There is a redemptive path in all of this, for everyone involved.

We must acknowledge the sickness and depravity of our culture. We fetishize celebrity, make excuses for bad behavior if it suits us, expect our icons to be above reproach while enabling their sense of invulnerability, we pick and choose which victims to believe and which to demonize based on how much we idolize the accused, we pay money to watch movies and play games that objectify women and normalize violence, and we hawkishly watch, cheering the downfall of the once-powerful like Romans at the Coliseum watching a lion tear a man limb from limb.

We need to celebrate character, extol vulnerability and empathy and compassion. We need to recognize how our idolatry is destroying people and infecting our society. We need to raise our standards while simultaneously allowing for people to be human. We need to stop rewarding the  audacity of narcissists with awe and praise because of the damage such people tend to leave in their wake.

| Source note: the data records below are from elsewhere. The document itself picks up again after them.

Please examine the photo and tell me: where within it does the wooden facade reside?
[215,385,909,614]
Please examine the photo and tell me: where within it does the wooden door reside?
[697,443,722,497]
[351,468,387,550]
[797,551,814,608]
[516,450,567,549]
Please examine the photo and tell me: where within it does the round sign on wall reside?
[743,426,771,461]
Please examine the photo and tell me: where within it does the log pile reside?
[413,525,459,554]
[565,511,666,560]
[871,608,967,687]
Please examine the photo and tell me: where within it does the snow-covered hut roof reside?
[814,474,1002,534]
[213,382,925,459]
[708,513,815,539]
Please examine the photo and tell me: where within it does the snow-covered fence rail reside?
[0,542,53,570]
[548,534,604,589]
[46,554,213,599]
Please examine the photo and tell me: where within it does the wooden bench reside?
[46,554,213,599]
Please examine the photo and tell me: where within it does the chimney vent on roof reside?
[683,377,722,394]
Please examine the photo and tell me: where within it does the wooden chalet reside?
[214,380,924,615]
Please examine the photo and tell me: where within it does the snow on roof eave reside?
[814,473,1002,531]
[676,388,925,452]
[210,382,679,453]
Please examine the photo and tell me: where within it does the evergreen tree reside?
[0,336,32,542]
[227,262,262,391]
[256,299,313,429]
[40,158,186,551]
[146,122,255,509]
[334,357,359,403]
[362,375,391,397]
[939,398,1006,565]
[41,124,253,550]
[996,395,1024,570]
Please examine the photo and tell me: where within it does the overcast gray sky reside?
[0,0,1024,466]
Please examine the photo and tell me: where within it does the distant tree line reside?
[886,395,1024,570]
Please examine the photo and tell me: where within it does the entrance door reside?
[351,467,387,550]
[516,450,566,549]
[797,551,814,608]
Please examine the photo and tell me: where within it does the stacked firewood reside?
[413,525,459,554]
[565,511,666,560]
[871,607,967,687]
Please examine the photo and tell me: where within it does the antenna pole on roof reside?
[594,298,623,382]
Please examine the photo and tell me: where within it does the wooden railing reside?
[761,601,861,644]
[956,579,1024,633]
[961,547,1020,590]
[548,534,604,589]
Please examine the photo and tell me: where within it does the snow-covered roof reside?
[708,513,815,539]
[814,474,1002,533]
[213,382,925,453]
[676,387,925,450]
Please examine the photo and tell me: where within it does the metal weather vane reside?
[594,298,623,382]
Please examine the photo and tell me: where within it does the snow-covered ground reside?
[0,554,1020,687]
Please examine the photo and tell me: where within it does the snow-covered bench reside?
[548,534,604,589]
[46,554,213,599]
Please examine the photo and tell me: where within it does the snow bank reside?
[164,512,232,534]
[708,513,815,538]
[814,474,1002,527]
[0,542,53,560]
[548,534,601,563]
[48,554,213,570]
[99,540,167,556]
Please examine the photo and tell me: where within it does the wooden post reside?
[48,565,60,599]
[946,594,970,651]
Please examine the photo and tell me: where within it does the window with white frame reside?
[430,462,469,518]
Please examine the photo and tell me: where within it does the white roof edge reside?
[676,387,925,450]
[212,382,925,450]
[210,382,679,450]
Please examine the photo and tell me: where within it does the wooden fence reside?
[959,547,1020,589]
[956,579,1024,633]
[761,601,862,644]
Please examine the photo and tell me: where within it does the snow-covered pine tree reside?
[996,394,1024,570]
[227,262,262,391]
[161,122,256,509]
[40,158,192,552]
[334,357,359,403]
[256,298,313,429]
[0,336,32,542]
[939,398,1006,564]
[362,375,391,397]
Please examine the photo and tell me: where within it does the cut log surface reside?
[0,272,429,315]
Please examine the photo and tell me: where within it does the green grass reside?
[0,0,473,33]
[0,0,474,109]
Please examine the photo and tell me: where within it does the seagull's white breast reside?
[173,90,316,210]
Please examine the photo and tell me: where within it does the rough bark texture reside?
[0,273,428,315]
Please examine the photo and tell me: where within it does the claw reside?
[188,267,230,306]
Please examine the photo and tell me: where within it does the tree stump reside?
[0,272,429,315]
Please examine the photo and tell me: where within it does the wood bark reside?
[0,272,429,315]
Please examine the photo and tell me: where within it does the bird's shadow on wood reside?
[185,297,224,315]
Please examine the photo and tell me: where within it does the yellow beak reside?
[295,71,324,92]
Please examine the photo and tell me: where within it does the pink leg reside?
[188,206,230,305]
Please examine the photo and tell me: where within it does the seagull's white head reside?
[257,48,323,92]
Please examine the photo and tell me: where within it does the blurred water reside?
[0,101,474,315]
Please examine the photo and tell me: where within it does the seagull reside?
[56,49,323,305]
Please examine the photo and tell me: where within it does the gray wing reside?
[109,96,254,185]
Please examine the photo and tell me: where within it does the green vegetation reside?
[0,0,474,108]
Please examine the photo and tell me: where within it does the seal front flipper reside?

We must examine our hearts and own our hypocrisy. We need to be generous with forgiveness while not forsaking wisdom and boundaries. We should be focused on reconciliation for those who choose to enter that process, allowing trust to be earned. We need to acknowledge the pain of victims and the brokenness of those we esteem,  allowing space for healing for both. We must stop defending actions unworthy of defense, stop making false moral equivalencies, stop the whataboutisms, stop keeping tally sheets, stop protecting the powerful at the expense of the vulnerable. We must require more of our leaders than a show of strength and unrestrained, unaccountable authoritarianism.

I’m guessing I’m not the only one who has anxiety about the next “hero” to fall. I believe character is revealed not just when people make mistakes, but how they handle their mistakes when they make them… and they WILL make them. Some actions have more devastating consequences than others. Repeated behaviors indicative of a pattern require more work, but I contend that no one (other than a diagnosed psychopath)  is irredeemable. That doesn’t mean that everything they lose as a result of their actions should be restored to them, but if they are willing to walk the tough redemptive path, we will all be the better for it if they succeed.